KANSAS CITY — Using metrics tracked closely by the grain-based foods industry, the meat sector has much going in its favor. Over the past five years, while per capita consumption of flour has declined to a 30-year low, per capita disappearance of meat rose to 224 lbs, up 22 lbs, or 11%.
The strong meat demand has mirrored the sector’s share price performance. From the end of 2014 through 2019, companies specializing in meat production (including Tyson Foods, Pilgrim’s Pride, Hormel Foods and Sanderson Farms) dramatically outperformed processed foods sectors, according to data published in Food Business News. The 60% jump in the index of meat companies bested grain-based foods, up 33%; diversified food companies, up 8%; food ingredient companies, up 8%; and confectionery, up 36%.
Factors fueling this success include a steadily increasing infatuation with protein among many consumers focused on health and wellness perhaps coupled with diminished concerns about the negative health consequences of saturated fat intake.
The pasture on the other side of this fence is not entirely green. Despite this good fortune, the meat sector has been and remains plagued by deep-seated challenges, and those difficulties have become ever more apparent as 2020 has progressed. Data from the Midwest Center for Investigative Reporting tie more than 25,000 COVID-19 illnesses to meat packing plants. At least 93 workers in 39 plants in 24 states have died from the illness. Several US Department of Agriculture meat inspectors have died. The outbreak cast a harsh light on labor conditions in the meat packing business.
With a cascade of bad news, share prices of meat companies have surrendered a portion of the five-year gains, slumping 18% this year through mid-June, versus changes ranging from up 1% to down 10% among the processed foods sectors (grain-based shares were down 4%).
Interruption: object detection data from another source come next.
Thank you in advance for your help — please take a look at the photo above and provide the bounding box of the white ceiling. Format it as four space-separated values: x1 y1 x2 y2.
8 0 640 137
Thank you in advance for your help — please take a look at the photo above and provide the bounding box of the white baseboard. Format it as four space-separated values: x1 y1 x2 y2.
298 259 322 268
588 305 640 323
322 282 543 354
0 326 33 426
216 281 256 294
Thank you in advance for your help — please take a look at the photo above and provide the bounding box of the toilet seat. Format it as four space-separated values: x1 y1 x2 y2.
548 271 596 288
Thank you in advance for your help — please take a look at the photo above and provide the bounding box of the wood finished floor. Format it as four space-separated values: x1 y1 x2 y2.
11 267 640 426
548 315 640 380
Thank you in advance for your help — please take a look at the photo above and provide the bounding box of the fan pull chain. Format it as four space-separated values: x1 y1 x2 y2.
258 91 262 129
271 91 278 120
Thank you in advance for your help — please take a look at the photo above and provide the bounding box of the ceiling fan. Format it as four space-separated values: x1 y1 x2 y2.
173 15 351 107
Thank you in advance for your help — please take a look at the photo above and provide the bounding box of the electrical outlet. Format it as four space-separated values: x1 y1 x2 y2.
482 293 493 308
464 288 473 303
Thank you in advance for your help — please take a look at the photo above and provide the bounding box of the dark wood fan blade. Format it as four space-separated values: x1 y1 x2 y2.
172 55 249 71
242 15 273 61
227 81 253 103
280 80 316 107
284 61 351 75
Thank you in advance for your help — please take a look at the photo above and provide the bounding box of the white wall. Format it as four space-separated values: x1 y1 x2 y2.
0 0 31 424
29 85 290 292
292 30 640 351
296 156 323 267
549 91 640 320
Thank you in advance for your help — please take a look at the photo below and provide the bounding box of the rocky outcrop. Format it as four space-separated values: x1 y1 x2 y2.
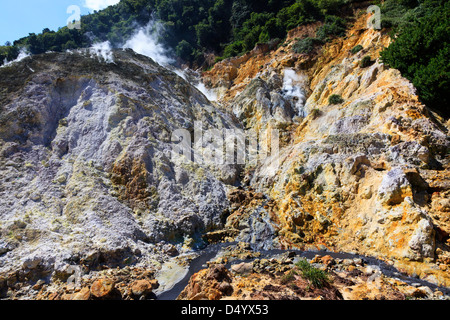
205 15 450 286
0 50 239 296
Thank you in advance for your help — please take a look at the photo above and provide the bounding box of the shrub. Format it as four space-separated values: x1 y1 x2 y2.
328 94 344 104
381 0 450 117
311 108 322 119
316 16 347 42
292 37 320 53
359 56 373 68
296 259 329 289
350 44 364 54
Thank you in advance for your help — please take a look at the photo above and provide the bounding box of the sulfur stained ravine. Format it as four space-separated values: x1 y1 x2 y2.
0 10 450 300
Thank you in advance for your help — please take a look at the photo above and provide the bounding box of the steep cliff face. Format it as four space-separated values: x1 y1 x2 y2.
0 10 450 299
0 50 238 290
204 15 450 285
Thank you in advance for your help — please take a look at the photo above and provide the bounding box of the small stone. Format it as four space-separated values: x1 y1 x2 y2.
219 282 233 296
417 286 433 297
342 259 354 267
320 255 335 266
31 280 45 291
91 279 115 299
72 287 91 301
131 280 153 297
231 262 253 274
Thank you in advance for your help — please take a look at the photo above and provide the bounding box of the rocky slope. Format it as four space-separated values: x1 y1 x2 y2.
204 15 450 286
0 50 238 295
0 10 450 299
In dealing with the pandemic, executives from the meat industry grappled with difficult choices over whether to keep plants operating at normal capacity and place workers at risk of illness and death or to slow line speeds or even close. While recognizing that such a decision is about as difficult and nightmarish as any a food industry chief executive officer could face, the message communicated by meat sector leaders rankled many outside (and some within) the protein sector.
In particular, executives from meat companies justified decisions to keep plants open by inaccurately conflating challenges confronting the meat supply with the entire food supply. “The food supply chain is breaking,” one executive declared. A second company said in a statement, “We have continued to run our facilities for one reason: to sustain our nation’s food supply during the COVID-19 pandemic.”
Yes, a meaningful percentage of the meat supply has been imperiled in recent months. The food supply? Not for a moment. Extraordinary, even heroic efforts by bakers and other food suppliers were highly effective at restocking supermarket shelves in the face of surging demand. As food companies, retailers and government officials tried to discourage hoarding, calls for calm were undercut by overreaching statements from meat executives about the food supply chain. There are many good reasons to consider keeping meat packing plants open amid the pandemic, but inaccurately raising the specter of widespread hunger is not one of them.
When the COVID-19 catastrophe lifts, the meat sector’s challenges will not magically be gone. Greenhouse gas emissions and challenges around achieving environmental sustainability are issues of concern. While the flow of investment dollars into venture capital investing has slowed since the start of the pandemic, makers of plant-based and cell-based alternatives have attracted record levels of capital infusions in recent months. Strong demand for protein is fueling this investment, but so is the sense the meat sector is vulnerable. For grain-based foods, the meat industry’s experiences over the past several months offer lessons meriting close attention.